Fifty yards farther along the trail and Carla could see well enough to make out the vials of wellspring water on Kerrigan’s belt and the indents where the binders were embedded into the long wrist straps he wore. The straps made her think of ancient swordsmen who’d protected their forearms with decorated leather gauntlets. Even though she could see well enough not to fall over she still clung to his hand, enjoying the feel of his strength and the way his hand yielded to accommodate hers.
He stopped then.
‘You okay?’ he whispered.
‘I’m fine. Do you see the light?’
‘Yes, I see it. We can’t just walk in or God knows what may happen. We’ll get close enough to take a look and then we’ll slip into the trees and make a plan.’
‘Whatever you say.’
She watched Kerrigan turn his head from side to side, popping the tension from his neck in two ratcheted snaps. Then he eased the muscles of his shoulders, reaching over to knead each uppermost slab of muscle with the opposite hand.
‘I have to tell you now, Carla, that our chances of success here are real slim.’
‘We’ve come this far and we can’t turn back. We’ll just do our best. That’s all we can do, right?’
‘Right.’
He turned away and she followed him until they were just a few yards from the arbour.
Staying out of sight, Kerrigan lay on his stomach and tried to see into the huge vaulted space that the tree’s branches had created. Carla pressed close to him and he felt her trembling.
Light emanated from the tree’s trunk and branches, brightening and dimming with a slow pulse. Veins of purple beat beneath the bark of the tree. Its light changed hue in time with the pulses of its sap, mingling coronas of neon pink, purple and indigo. On the far side of the arbour Kerrigan saw a Fugue lifted into the air by a branch. To the right of it another.
There was a crunching sound right in front of them and Randall Moore stepped into view, naked and snapping fallen twigs beneath the soles of his bare feet. Kerrigan pulled Carla back against the brush. Breath locked, they waited for Randall to raise the alarm. A moment later his feet left the ground and his grizzled body sailed upward out of their line of vision.
Near the trunk of the tree, a girl was dancing, silhouetted by the phosphorescence of the tree.
‘Gina Presley,’ said Kerrigan.
She danced for the tree’s pleasure and the rhythm built to an erotic frenzy. She squeezed her breasts cruelly with one hand and manhandled herself between the legs with the other. Gina was provoking the tree, teasing it with her lascivious gyrations. She turned away from the trunk and bent over, exposing her sex to it in the most vulnerable way. In this stance she continued to circle her hips and stimulate her labia for the tree’s benefit.
Carla squeezed herself tight to Kerrigan as they hid from the creatures in the arbour; so close that he turned on his side to make their shape at the base of the pines even smaller. They watched the dance in silence and, unable to control himself, Kerrigan stiffened against her. She pressed back against him.
He reached over and clutched Carla tightly to himself. She squeezed the hand he used to hold her.

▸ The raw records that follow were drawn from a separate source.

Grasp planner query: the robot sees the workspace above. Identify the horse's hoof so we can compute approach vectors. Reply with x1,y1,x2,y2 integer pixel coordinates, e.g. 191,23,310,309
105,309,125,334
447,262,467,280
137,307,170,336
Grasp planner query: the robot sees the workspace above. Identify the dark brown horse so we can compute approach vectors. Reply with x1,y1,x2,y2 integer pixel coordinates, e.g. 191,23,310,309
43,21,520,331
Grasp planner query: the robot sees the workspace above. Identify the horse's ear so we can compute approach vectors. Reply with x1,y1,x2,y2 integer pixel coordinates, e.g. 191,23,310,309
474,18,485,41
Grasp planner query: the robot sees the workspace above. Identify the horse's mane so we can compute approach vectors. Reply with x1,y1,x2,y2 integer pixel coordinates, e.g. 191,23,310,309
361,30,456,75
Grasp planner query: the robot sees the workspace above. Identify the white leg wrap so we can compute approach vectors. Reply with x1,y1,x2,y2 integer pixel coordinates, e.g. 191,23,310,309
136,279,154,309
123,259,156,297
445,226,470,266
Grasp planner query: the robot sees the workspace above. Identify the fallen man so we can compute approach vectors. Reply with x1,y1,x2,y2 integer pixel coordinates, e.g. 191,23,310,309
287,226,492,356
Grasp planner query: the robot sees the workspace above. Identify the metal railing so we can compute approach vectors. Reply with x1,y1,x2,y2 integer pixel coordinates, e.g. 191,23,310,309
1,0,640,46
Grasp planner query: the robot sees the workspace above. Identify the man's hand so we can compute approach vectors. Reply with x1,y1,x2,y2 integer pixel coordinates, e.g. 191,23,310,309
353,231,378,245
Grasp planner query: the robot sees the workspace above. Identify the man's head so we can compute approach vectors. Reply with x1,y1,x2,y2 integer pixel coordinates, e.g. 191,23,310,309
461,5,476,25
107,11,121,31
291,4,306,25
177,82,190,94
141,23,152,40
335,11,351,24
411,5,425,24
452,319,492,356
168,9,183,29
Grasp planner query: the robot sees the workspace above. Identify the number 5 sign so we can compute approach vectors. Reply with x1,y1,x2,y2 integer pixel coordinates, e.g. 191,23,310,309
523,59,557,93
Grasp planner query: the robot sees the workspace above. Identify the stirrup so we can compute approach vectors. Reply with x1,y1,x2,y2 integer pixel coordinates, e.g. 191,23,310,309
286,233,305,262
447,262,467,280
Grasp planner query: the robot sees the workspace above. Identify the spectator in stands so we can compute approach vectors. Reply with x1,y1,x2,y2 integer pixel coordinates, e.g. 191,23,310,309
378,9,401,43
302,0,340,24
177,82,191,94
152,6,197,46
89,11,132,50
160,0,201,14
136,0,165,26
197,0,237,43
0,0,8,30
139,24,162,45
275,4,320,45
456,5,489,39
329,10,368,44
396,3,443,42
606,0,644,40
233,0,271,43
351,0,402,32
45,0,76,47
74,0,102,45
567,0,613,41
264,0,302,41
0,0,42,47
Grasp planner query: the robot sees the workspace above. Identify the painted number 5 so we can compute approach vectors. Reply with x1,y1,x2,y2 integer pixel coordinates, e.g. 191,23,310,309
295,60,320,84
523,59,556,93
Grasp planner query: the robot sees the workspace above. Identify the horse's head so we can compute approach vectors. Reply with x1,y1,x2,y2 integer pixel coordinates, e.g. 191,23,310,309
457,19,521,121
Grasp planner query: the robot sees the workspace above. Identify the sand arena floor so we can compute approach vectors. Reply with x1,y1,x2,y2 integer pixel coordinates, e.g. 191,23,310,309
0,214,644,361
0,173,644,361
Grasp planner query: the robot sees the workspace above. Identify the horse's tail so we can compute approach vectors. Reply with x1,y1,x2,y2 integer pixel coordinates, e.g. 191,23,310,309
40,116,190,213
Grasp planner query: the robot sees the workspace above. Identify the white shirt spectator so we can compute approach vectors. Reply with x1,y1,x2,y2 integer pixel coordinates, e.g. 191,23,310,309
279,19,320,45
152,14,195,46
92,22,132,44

Then, she turned to kiss him, properly.
‘We can’t do this,’ he whispered.
Kerrigan saw the disappointment in her eyes and the stronger emotion written there: a look of deep need. All he wanted to do was satisfy that need, knowing that in doing so he would satisfy himself.
In one moment he was seeing this look in her eyes and in the next she was standing over him. He didn’t understand how she could have stood up so quickly. Was she that outraged? Then he saw what had made her lightning movements possible and understood the reason why her expression changed from lust to fear. She opened her mouth to scream and a pale, spidery hand closed over it.
Kerrigan leapt to his feet to see that the sallow man held her in the grip of his many tongues. The old man kept her away from the many spikes on his body, holding her at arms length so as not to hurt her. This fact froze Jimmy’s heart when he realised what it implied.
The sallow man, in full Rage, clucked and snarled as he spoke:
‘She’s promised to another, foundling.’
In the entrance to the arbour, two silhouettes appeared with the lights from the tree throwing off auras all around their bodies. Carla immediately recognised their outlines and the sallow man uncovered her mouth.
‘Mama, papa, you’re okay.’ She was sobbing with relief.
‘Yes, Carlita,’ said José Jimenez. ‘We are safe and now you are too.’
The sallow man let her go and she ran to her parents, barrelling in to them so hard that she knocked them back a couple of steps into the arbour.
‘Hey, take it easy.’
Her father was laughing.
‘We’ve been worried about you,’ said her mother. As she spoke she caught the sallow man’s eye. He nodded to her and she nodded back.
‘How is Luis? Is he safe too?’<
br />
‘He’s very safe. He’s playing in the tree.’
They turned away as a group and began to walk towards the centre of the arbour where, even as the family watched, Gina Priestly cried out in hoarse gasps as she neared orgasm.
Kerrigan heard the panic creep back into Carla’s voice as they walked away.
‘But the tree is dangerous, Mama.’
‘Not any more. Not to us.’
Carla took a backwards glance at him, uncertainty rising in her eyes. Then their voices were lost under the animal shouts of Gina as she worked herself towards ecstasy for the pleasure of the tree. Its light grew brighter in response and by that light Kerrigan saw the sallow man advance towards him.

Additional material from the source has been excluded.